When you define a FOREIGN KEY constraint, MySQL (InnoDB) automatically creates an index on the foreign key column if one doesn't already exist. So you may already have these indexes! Use SHOW INDEX FROM table_name to check.

Creating an Index During Table Creation

You can also define indexes inside a CREATE TABLE statement:


CREATE TABLE customers (
    id INT AUTO_INCREMENT PRIMARY KEY,
    first_name VARCHAR(50) NOT NULL,
    last_name VARCHAR(50) NOT NULL,
    email VARCHAR(100) NOT NULL,
    city VARCHAR(100),
    INDEX idx_customers_email (email),
    INDEX idx_customers_city (city)
);

Composite (Multi-Column) Indexes

A composite index covers two or more columns. It's useful when you frequently filter or sort by a specific combination of columns.


-- Index on last_name + first_name (together)
CREATE INDEX idx_customers_name ON customers (last_name, first_name);

Column Order Matters — The "Left Prefix" Rule

A composite index on (last_name, first_name) can satisfy queries that filter on:

Query Filters On	Uses Index?	Why?
`WHERE last_name = 'Smith'`	✅ Yes	Matches the leftmost column
`WHERE last_name = 'Smith' AND first_name = 'Bob'`	✅ Yes	Matches both columns (full index)
`WHERE first_name = 'Bob'`	❌ No	Skips the leftmost column — can't use index

Think of it like a phone book sorted by last name, then first name. You can quickly find all the "Smiths" (left column). You can quickly find "Bob Smith" (both columns). But you can't efficiently find all the "Bobs" without scanning every entry — the book isn't sorted by first name alone.

⚠️ The Left Prefix Rule

A composite index on (A, B, C) can serve queries filtering on: A, (A, B), or (A, B, C). It cannot serve queries that skip A entirely (like filtering only on B or C). Always put the most-filtered column first.

Real-World Example


-- If you frequently run queries like:
SELECT * FROM orders
WHERE customer_id = 5 AND order_date >= '2026-01-01';

-- Create a composite index matching those columns:
CREATE INDEX idx_orders_customer_date
ON orders (customer_id, order_date);

This index helps MySQL quickly find all orders for customer 5, then narrow down by date — without scanning the whole table.

Unique Indexes

A unique index enforces uniqueness on a column (or combination of columns) while also providing the performance benefits of a regular index. It's essentially a constraint and an index in one.

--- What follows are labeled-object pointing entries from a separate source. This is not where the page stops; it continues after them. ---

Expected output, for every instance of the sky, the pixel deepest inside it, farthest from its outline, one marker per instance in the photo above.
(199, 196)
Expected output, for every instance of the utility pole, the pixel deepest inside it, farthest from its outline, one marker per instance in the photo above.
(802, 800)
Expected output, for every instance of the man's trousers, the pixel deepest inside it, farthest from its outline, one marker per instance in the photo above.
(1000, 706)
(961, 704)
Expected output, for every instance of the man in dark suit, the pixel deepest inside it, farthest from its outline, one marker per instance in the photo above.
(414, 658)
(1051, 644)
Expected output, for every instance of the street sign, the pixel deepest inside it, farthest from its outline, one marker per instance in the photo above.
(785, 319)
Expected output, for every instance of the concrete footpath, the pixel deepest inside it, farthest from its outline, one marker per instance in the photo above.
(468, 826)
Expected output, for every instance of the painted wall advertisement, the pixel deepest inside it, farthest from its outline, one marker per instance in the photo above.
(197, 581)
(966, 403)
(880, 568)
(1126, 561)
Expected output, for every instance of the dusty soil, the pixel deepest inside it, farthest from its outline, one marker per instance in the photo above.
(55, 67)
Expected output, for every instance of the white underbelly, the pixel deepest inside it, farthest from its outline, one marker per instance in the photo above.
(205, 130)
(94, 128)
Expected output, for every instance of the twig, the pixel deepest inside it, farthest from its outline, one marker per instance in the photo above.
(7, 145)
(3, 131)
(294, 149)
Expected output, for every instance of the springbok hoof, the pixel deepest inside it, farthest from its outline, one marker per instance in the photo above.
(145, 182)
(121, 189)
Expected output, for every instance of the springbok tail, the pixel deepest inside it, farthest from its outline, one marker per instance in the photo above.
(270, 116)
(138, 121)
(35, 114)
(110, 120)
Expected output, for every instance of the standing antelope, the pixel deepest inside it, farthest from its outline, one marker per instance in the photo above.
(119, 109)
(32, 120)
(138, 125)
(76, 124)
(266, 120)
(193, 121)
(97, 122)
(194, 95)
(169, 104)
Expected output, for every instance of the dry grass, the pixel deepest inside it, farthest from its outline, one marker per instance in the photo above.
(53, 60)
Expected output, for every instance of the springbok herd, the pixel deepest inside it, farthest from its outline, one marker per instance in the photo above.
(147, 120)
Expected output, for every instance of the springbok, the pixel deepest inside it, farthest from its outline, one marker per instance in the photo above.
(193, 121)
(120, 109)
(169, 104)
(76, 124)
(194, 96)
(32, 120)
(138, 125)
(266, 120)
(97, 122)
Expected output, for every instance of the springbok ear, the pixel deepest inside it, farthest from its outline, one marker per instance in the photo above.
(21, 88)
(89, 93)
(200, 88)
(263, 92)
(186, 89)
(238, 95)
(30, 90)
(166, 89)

-- Ensure no two customers share the same email
CREATE UNIQUE INDEX idx_customers_email_unique
ON customers (email);

-- Alternative: defined inside CREATE TABLE
CREATE TABLE customers (
    id INT AUTO_INCREMENT PRIMARY KEY,
    email VARCHAR(100) NOT NULL,
    UNIQUE INDEX idx_customers_email_unique (email)
);

If you try to INSERT a duplicate email, MySQL rejects it with an error — just like a UNIQUE constraint. The difference is that you're also getting index performance for lookups on that column.

💡 UNIQUE Constraint vs UNIQUE INDEX

In MySQL, UNIQUE constraints are implemented as unique indexes internally. Writing UNIQUE (email) or UNIQUE INDEX idx_email (email) in a CREATE TABLE statement produces the same result. They're interchangeable.

EXPLAIN — Your Query Microscope

How do you know if MySQL is actually using your index? Put EXPLAIN in front of any SELECT statement and MySQL shows you its execution plan — exactly how it intends to find your data.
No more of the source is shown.